35. I accept there is evidence that someone in the appellant's position as a transgender man is likely to be perceived in Kenya as a lesbian as he would be seen as a masculine acting woman with the risk of a violent reaction as set out in the Sida report, The Rights of LGBTI People in Kenya, January 2015, already referred to at [15] above.
36. The background evidence shows that the situation in Kenya relating to LGBTI issues is nuanced and I accept Mr Clarke's submission to the extent that the background evidence does not establish a risk of persecution per se for claims based on transgender and sexual identity issues. The decision in LH & IP (Sri Lanka) does not really take matters much further save to emphasise the need to show persecution and not just discrimination. The issue, therefore, for me to assess is whether this particular appellant in his particular circumstances would be at real risk of persecution on return to Kenya.
37. In HJ (Iran) at [62], Lord Roger said:
"... The Tribunal must then ask itself whether it is satisfied on the available evidence that gay people who lived openly would be liable to persecution in the applicant's country of nationality... and if the Tribunal concluded that the applicant would choose to live discreetly simply because that was how he himself would wish to live or because of social pressures... then his application should be rejected. Social pressures of that kind do not amount to persecution and the Convention does not offer protection against them... If, on the other hand the Tribunal concludes that a material reason for the applicant living discreetly on his return would be a fear of the persecution which would follow if he were to live openly as a gay man, then, other things being equal, his application should be accepted. Such a person has a well-founded fear of persecution. To reject his application on the grounds that he could avoid the persecution by living discreetly would be to defeat the very right which the Convention exists to protect - his right to live freely and openly as a gay man without fear of persecution."

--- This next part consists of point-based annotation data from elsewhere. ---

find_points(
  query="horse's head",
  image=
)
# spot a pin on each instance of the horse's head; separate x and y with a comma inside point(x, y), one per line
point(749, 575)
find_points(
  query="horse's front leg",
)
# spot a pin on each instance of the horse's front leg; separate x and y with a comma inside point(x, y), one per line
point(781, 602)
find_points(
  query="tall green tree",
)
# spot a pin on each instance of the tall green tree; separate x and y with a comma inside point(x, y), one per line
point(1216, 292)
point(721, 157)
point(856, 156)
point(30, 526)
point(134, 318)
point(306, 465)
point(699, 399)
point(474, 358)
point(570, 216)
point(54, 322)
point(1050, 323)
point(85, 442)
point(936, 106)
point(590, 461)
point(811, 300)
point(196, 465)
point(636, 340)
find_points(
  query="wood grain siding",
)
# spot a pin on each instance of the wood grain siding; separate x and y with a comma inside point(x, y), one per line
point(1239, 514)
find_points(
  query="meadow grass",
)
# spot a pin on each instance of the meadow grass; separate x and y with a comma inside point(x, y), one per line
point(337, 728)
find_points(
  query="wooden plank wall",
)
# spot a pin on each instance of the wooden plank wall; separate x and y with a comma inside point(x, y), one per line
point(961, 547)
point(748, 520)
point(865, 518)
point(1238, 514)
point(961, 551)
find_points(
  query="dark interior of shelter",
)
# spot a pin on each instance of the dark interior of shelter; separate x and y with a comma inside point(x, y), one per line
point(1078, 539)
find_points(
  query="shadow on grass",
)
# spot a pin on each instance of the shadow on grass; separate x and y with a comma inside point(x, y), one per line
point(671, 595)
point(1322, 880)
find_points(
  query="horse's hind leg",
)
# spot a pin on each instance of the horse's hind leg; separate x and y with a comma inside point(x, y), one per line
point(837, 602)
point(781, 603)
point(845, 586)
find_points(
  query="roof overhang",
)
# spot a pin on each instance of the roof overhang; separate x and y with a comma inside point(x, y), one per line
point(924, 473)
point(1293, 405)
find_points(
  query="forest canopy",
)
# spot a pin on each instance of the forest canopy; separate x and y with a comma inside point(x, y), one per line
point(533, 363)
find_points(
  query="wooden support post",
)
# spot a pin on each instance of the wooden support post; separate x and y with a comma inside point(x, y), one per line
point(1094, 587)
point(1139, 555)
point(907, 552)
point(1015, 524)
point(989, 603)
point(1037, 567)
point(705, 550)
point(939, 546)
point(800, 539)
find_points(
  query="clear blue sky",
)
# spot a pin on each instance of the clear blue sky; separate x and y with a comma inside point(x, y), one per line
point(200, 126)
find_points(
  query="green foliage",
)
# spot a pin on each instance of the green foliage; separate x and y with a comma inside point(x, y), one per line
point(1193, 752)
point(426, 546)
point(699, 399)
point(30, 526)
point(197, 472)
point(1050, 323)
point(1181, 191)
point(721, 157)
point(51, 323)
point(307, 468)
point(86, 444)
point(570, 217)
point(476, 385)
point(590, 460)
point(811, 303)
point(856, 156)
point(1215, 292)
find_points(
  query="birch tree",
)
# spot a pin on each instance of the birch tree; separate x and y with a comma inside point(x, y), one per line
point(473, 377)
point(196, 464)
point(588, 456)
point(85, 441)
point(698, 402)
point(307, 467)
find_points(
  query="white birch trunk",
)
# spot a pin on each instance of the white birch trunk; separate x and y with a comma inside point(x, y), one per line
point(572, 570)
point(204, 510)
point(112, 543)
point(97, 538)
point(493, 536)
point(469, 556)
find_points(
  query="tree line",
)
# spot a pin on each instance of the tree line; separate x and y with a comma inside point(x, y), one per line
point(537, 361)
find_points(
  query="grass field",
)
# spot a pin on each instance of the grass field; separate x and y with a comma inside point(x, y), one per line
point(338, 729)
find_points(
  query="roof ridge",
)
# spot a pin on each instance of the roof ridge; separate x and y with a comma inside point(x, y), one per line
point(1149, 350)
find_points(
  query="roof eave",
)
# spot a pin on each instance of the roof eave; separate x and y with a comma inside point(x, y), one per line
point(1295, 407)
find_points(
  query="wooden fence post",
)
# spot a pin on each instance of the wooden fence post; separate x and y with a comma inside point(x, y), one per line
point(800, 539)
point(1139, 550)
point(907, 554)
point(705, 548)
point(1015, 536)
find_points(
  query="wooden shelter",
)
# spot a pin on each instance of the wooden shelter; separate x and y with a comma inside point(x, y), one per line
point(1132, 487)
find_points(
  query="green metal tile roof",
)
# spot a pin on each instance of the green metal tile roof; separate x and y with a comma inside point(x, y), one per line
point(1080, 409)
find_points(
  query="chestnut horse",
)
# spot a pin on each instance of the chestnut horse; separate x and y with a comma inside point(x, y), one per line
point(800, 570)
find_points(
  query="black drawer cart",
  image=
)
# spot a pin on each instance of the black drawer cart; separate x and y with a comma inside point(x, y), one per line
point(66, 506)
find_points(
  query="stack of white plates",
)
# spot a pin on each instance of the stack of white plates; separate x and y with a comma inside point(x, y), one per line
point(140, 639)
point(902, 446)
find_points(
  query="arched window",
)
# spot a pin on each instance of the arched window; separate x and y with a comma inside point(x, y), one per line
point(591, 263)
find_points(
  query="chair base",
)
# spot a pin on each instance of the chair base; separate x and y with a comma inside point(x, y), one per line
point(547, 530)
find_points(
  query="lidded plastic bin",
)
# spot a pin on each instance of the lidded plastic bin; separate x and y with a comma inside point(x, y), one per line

Whilst Lord Roger was referring to gay men, the same approach must apply to applications in all cases involving sexual orientation and gender identity.
38. Looking at the appellant's circumstances in the light of the background evidence and following the approach in HJ (Iran), I am satisfied that there is a reasonable degree of likelihood that he, in his particular circumstances, would be at real risk of persecution on return. In the light of the attitude to transgender people and particularly transgender men, there is a real risk of violence if he lived openly. The fact that he would dress as and behave as a man would give rise to a perception of a non-conforming gender identity which would put him at enhanced risk as part of a particularly vulnerable group taking account of the evidence that transgender men and lesbian women with a masculine gender expression are at such risk.
39. I am satisfied that he would not be able to look to the authorities for effective protection and he would have to face the problems arising from official documents in Kenya identifying him as female. He could not look to his family for protection or shelter unless he concealed his sexual identity. He is not able to relocate as he would only be able to live in safety by not living openly as a transgender man.
40. In summary, I am satisfied that the appellant's subjective fear of persecution, accepted by the First-tier Tribunal, is in his particular circumstances well-founded in the light of the background evidence. In the light of my findings, I need not consider the position under article 8.
Decision.
41. The decision of the First-tier Tribunal erred in law and has been set aside. I substitute a decision allowing the appeal on asylum grounds.